# BMW E90 320i WetSanding/detail



## dazzlecar (Sep 5, 2011)

Hello again!

Mid October we had a bmw 320i E90, which required special attention .
Specifically , due to several bad spray jobs , the whole car needed wet sanding.
The measurements of the clear coat varied from 270 to 586!

Some close up photos of paint defects :
































































For the sanding process we used an air sander with 1500 , 2000 and 3000 sanding papers .
Paint was flatted from 8 to 12 microms down.

Hood :


















Rear bumper :









Door :









Several panels of the car after the sanding process :









































































(Hard to reach areas where sanded later on by hand , in order to avoid any misshaps )

Some photos of the rear bumper , just to get an idea of how bad the laquer spraying was :





































Some 50/50 shots :





































For the polishing process we used :
Compounding: wool pad L.C. with a rotary polisher and M85 by Meg's
Polishing: with Hex Logic Polishing Pad with M82 by Meg's
Refining:with finishing pad on flex VRG with 106FA Menz

Some pics after the application of the Wet glaze :





































LSP wise we used the Crystal Rock by SV

And the final pics :





































Flake Pop!


















Products used :
Rims:
Cleaning with CG wheel and Rim and Iron X , no de tar product was necessary .
To finish it off a quick hand of cleaner fluid regular and then some SV Autobahn

Tires:
Hydrated with CG G6

Inside wheel arches:
Cleaned with CG All Clean and hydrated with CG G6

Windows:
Cleaned with Meguiars Glass Cleaner

Exhaust tips:
Polished with SV Metal Polish

Door seals were hydrated with Seal Feed SV
And last the few plastic panels were hydrated with Pneu SV

Thanx for checking out this thread guys , hope you enjoyed !

Cheers .
Andreas


----------



## tonyy (Jul 26, 2008)

Amazing finish:thumb:


----------



## B17BLG (Jun 26, 2012)

epic finish


----------



## Kotsos (May 7, 2011)

Amazing finish Andreas.

Keep it up !!!!


----------



## shaunwistow (May 13, 2011)

WOW amazing, total transformation, well done


----------



## DMH-01 (Mar 29, 2011)

Great job buddy :thumb:


----------



## ercapoccia (Nov 14, 2008)

Simply stunning!
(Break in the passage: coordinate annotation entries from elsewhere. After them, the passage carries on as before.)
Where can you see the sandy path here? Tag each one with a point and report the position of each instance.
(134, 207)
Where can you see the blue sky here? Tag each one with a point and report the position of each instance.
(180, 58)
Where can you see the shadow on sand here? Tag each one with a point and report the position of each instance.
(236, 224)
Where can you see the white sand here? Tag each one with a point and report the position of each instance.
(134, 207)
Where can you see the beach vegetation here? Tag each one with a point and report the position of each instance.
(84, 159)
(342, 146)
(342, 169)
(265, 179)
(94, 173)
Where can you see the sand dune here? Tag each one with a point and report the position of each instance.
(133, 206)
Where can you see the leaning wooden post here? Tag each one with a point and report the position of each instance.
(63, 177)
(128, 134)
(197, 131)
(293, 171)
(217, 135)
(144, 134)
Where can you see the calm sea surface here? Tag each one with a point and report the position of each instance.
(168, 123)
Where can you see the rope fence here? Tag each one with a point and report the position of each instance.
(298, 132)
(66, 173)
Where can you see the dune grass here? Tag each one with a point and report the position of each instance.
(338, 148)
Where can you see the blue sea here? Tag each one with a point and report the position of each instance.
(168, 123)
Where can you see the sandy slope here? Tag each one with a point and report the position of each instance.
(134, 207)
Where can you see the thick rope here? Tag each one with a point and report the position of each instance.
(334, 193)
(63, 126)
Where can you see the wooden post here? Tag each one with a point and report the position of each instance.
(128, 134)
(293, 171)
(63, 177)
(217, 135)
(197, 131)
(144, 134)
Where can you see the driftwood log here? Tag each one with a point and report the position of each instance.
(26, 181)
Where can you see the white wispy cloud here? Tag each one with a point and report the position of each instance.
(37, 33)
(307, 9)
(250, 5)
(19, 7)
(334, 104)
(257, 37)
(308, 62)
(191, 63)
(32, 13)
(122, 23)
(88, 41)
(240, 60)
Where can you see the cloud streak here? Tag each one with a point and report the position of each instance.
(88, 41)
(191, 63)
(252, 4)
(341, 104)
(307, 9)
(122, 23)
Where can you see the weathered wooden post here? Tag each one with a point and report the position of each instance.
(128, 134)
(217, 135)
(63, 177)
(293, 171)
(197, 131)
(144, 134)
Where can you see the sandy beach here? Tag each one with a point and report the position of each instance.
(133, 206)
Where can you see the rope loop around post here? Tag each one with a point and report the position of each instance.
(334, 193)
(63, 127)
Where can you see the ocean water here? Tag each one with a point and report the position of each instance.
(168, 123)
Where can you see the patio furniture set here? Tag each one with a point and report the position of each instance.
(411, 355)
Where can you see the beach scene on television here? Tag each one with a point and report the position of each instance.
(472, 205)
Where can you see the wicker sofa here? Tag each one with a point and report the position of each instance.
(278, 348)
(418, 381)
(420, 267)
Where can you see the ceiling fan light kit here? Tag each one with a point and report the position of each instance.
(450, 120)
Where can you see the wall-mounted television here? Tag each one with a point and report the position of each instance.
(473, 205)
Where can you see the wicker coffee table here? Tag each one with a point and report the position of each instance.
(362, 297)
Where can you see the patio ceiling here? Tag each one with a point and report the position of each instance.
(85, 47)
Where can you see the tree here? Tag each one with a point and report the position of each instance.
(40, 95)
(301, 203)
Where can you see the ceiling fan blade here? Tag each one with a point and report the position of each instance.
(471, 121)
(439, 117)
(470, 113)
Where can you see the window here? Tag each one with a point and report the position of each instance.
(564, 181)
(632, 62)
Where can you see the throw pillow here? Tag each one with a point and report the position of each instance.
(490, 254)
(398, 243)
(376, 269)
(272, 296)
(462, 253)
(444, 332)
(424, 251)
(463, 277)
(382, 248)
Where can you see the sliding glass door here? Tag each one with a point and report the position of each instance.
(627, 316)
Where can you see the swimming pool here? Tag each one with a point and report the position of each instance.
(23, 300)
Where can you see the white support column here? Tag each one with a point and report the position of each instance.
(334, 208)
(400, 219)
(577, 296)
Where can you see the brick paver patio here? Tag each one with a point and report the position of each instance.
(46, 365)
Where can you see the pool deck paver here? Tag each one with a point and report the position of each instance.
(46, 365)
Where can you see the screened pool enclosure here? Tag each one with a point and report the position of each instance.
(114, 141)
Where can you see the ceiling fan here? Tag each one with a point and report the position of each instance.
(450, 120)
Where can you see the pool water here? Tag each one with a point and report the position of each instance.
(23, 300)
That's a proper bling finish!


----------



## wanner69 (Mar 14, 2010)

That is just pure quality workmanship, brilliant job.


----------



## jlw41 (Jun 5, 2011)

Awesome work, lovely finish :thumb:


----------



## Spyco (Mar 24, 2011)

I believe it is yet quite obvious that the only thing bigger than your detailing talent is your... name, Mr Dazzle Show Car Promotion!!!!!!!
Congrats again mate. Your work is impressive in any aspect you see it.


----------



## skorpios (Sep 11, 2011)

Great job buddy! :thumb:
Cracking finish for a happy customer.


----------



## dsms (Feb 1, 2008)

Fantastic work!


----------



## colarado red (Jun 5, 2008)

Stunning work


----------



## moosh (May 8, 2011)

Awesome work, I also love the tail lights - were they standard on the car or upgrades?


----------



## dazzlecar (Sep 5, 2011)

moosh said:


> Awesome work, I also love the tail lights - were they standard on the car or upgrades?


I think they were standard my friend.


----------



## simon 3 (Oct 8, 2011)

Wow!!!!


----------



## totters (Apr 29, 2012)

Amazing turn around


----------



## Racer (Oct 27, 2005)

Great Work :thumb:


----------



## tzotzo (Nov 15, 2009)

After body-shop's poor craftsmanship it is now a proper car again.
Excellent turnaround on very demanding conditions.

Keep up the good work Andreas!


----------



## Black.MB (Aug 22, 2012)

Cracking work:thumb:


----------



## Demetrios (May 8, 2011)

Jaw dropping result on a usual body shop's carp work. Well done my friend!


----------



## Demetrios72 (Jun 27, 2011)

Great work buddy :thumb:


----------



## TopSport+ (Jul 22, 2012)

Looks very nice:thumb:


----------



## Malakkastraat (May 6, 2011)

Wow just amazing transformation


----------



## Luis (Sep 10, 2012)

Amazing Work


----------



## Malakkastraat (May 6, 2011)

First class workmanship


----------